Need clarification on what IDE hard drive size—2.5 inch versus 3.5 inch—actually means

The size of an internal-bay device is given by two figures: the "size", or form factor (usually 2.5", 3.5" or 5.25", but occasionally other values), and the height.

Wikipedia has a list of hard disk drive form factors. According to that table a 3.5" HDD is 146 mm long by 101.6 mm wide, or just under 5 3/4 inches by exactly 4 inches, and may be either 19 or 25.4 mm (just under 3/4 inches, or exactly 1 inch) high. Your HDD matches this and thus is said to be a "3.5-inch form factor" drive, or just 3.5" for short. As you can see, there is no direct relationship to any external measurement.
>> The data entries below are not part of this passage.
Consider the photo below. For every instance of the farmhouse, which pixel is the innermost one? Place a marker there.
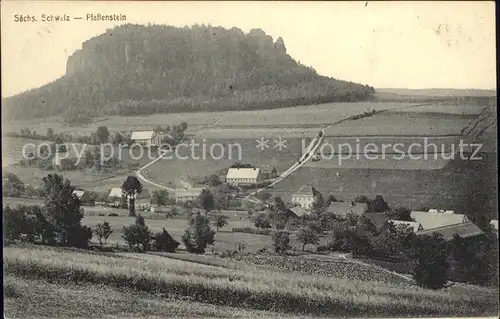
(304, 196)
(142, 200)
(430, 220)
(415, 226)
(269, 172)
(464, 230)
(187, 194)
(344, 208)
(244, 176)
(146, 138)
(299, 211)
(84, 197)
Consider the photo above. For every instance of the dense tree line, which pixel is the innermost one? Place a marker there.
(135, 69)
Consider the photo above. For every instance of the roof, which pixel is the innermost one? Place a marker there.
(413, 225)
(243, 173)
(464, 230)
(377, 219)
(494, 223)
(441, 211)
(343, 208)
(305, 190)
(433, 220)
(188, 192)
(79, 193)
(299, 211)
(117, 192)
(142, 135)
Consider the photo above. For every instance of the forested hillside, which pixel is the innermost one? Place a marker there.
(134, 69)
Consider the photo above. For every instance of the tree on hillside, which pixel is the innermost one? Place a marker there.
(138, 234)
(263, 195)
(159, 197)
(64, 213)
(318, 207)
(206, 201)
(432, 268)
(281, 241)
(379, 205)
(130, 188)
(102, 134)
(12, 187)
(198, 235)
(220, 221)
(103, 231)
(50, 134)
(331, 199)
(306, 236)
(261, 221)
(164, 242)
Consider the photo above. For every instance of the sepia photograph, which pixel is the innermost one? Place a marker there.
(270, 159)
This is largely because the 3.5" and 5.25" form factor names trace their lineage back to the floppy disk sizes that were used with drives that had the specific form factor. For example, 3.5" floppy disks were 90 mm (about 3.54 inches) wide and were normally used in what came to be referred to as 3.5" form factor drives, which thus had to be slightly wider than 90 mm to safely and properly accomodate the media.
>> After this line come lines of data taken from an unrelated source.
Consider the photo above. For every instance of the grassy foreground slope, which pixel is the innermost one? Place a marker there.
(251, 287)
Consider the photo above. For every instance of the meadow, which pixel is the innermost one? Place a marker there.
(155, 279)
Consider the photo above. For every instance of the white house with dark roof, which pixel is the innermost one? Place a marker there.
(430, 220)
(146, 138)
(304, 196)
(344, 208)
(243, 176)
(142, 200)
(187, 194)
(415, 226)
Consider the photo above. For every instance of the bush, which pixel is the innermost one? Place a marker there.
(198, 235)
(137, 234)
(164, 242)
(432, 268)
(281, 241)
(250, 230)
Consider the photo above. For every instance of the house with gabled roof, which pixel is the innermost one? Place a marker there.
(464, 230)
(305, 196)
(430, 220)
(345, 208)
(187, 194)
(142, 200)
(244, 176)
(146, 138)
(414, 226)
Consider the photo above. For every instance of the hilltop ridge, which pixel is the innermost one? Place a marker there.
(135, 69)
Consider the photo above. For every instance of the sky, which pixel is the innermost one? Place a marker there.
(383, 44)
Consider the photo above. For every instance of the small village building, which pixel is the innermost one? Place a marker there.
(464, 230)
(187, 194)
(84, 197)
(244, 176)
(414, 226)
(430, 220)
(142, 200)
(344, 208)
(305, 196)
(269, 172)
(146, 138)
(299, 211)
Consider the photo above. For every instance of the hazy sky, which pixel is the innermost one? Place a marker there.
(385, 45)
As for height, you commonly see half-height and approximately-quarter-height devices these days. A standard optical drive for mounting in a desktop computer is most often "half height", and this is generally the tallest single bay that modern computer cases allow for. Quarter height would be 20.6 mm high, which is slightly more than the slimmer 3.5" form factor. These terms compare to the original IBM PC floppy disk drive (here is an image of such a PC with two floppy disk drives), which was a "full height" device. Compare Wikipedia's article Drive bay and particularly this comparative image of different drive bay sizes. 2.5" drives are commonly much thinner than quarter height, and their heights are often just given in exact measurements instead. For example, the Intel 530 SSD is described by my online retailer of choice as a 2.5" form factor SATA device with the dimensions width 100.45 mm, height 7 mm and depth 69.85 mm. 2.5 inches is 63.5 mm; again, there is no direct relationship to any external measurement.
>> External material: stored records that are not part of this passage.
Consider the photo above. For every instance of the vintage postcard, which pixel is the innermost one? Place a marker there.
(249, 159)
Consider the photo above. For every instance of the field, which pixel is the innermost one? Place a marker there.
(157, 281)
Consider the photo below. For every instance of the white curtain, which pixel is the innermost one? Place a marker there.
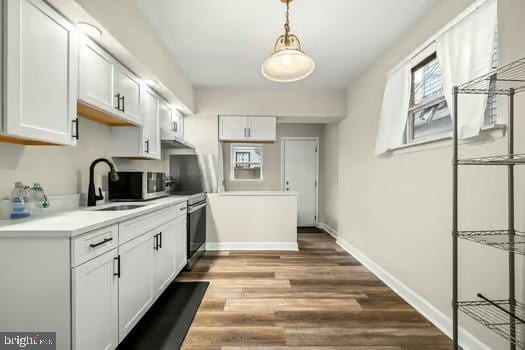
(465, 53)
(395, 110)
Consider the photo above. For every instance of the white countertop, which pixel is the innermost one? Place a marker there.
(258, 193)
(76, 222)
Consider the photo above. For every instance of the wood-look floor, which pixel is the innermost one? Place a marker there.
(317, 298)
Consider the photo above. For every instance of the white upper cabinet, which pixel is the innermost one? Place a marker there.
(171, 122)
(95, 303)
(142, 142)
(96, 77)
(247, 129)
(151, 132)
(178, 121)
(107, 86)
(41, 67)
(167, 126)
(262, 128)
(128, 94)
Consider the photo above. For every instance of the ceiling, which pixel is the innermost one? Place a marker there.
(222, 43)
The important part here is really that desktop hard drives used a 40 pin connector with a 4 pin molex power supply connector. Laptops used 44 pins - which includes power.

A laptop PATA -> USB adaptor typically is self powered, or powered by a Y shaped USB connector with 2 USB A connectors for power

A desktop PATA -> USB adaptor typically has its own power supply and greater power needs.

Use the adaptor that matches the connector on your drive, rather than looking at the physical size.


The IDE connector is the same on 3.5" and 5.25" IDE hard disks, so as long as your USB adapter includes means to power the drive (it should, as 3.5" drives also require power separate from the IDE connector) it can be used to read both sizes.

The 2.5" connector is different, and includes a power connection to run the smaller laptop type drives.